Enda Kenny, who met the Pope at the Vatican on Monday, said that trip organisers would look at the possibility of a stop in Northern Ireland.
A Vatican statement said the two spoke about the Church’s contributions to Ireland, particularly “in the social and educational fields”, and about how important it was for Christians to take an active role in public life, “especially in the promotion of respect for the dignity of every person, starting with the weakest and defenceless”.
Migration, high levels of unemployment among youths and the political and institutional challenges faced by Europe were also on the agenda, the Vatican said.
After the meeting, Mr Kenny told reporters that Pope Francis confirmed his intention to attend the next World Meeting of Families, which is scheduled for Dublin in 2018.
According to the Irish Independent, Mr Kenny said he spoke to the Pope about “a number of issues that would, in my view, help greatly his visit when it comes in 2018”, including the need to condemn clerical sexual abuse as he did during his visit to America in 2015.
According to the newspaper, the prime minister added that he “would like to see the Pope travel to Northern Ireland, to complete a journey that Pope John Paul II couldn’t do in 1979.
“I said to him that very point: that John Paul couldn’t go because of the Troubles at the time.”
After the meeting Mr Kenny tweeted a picture of him and the Pope laughing together and wrote: “Pope Francis has been an important voice for the young, the poor and disadvantaged – glad he will visit Ireland in 2018.”
Pope Francis has sent a telegram to Cuba expressing his condolences following the “sad news” of Fidel Castro’s death.

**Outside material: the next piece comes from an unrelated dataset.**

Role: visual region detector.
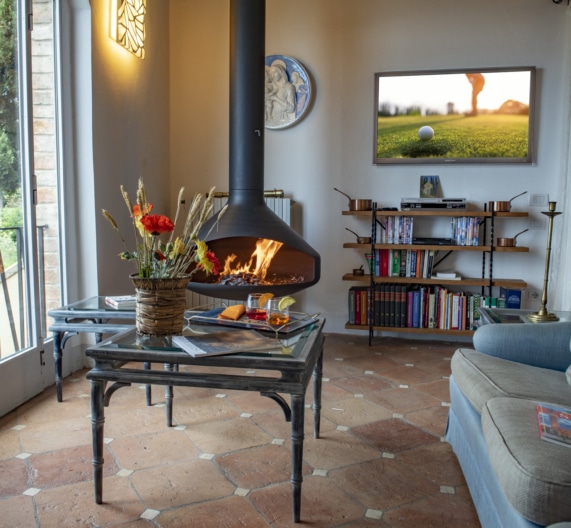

The message was addressed to Raúl Castro, Fidel’s brother, who rules the island. The Pope also expressed his condolences to the government and to Cuba’s people. He said: “I offer prayers to the Lord for his rest and I trust the whole Cuban people to the maternal intercession of Our Lady of the Charity of El Cobre, patroness of this country.”
Archbishop Thomas Wenski of Miami said: “Now he awaits the judgment of God who is merciful but also just. His death provokes many emotions – both in and outside the island.
Nevertheless, beyond all possible emotions, the passing of this figure should lead us to invoke the patroness of Cuba, the Virgin of Charity, asking for peace for Cuba and its people.”
Castro was 90 and ruled Cuba from 1959 – when his regime overthrew the government of Fulgencio Batista – until 2008 when he handed over power to his brother.
Archbishop Wenski said: “Our Lady of Charity, hear her people’s prayers and hasten for Cuba the hour of its reconciliation in truth, accompanied by freedom and justice.”
Through the intercession of Mary, may “the Cuban people know how to traverse that narrow road between fear which gives in to evil, and violence, which under the illusion of fighting evil only makes it worse,” he added.
Martin Scorsese’s new film Silence was due to have its world premiere at the Vatican this week in front of an audience of 400 Jesuits.
The historical drama set in the 17th century follows the story of two Jesuit priests (played by Adam Driver and Andrew Garfield) searching for their missing mentor (Liam Neeson) in Japan. The action takes place at a time when Christianity was outlawed there.
The film is based on a novel of the same name by the Japanese author Shusaku Endo.
Although a work of fiction, the character of Fr Ferreira, portrayed by Liam Neeson, is based on the Italian priest Giuseppe Chiara who served as a missionary in Japan at the time.
Mr Scorsese has been keen to adapt the book for cinema since 1990. In an interview with Deadline earlier this year, he said: “The very nature of secularism right now is really fascinating to me, but at the same time do you wipe away what could be more enriching in your life, which is an appreciation or some sort of search for that which is spiritual and transcends?
“Silence is just something that I’m drawn to in that way. It’s been an obsession, it has to be done … it’s a strong, wonderful true story, a thriller in a way, but it deals with those questions.”
The film is scheduled for release on December 23 in the the United States and on January 1 in Britain.
The Vatican screening was organised by Fr James Martin SJ, who advised on the film.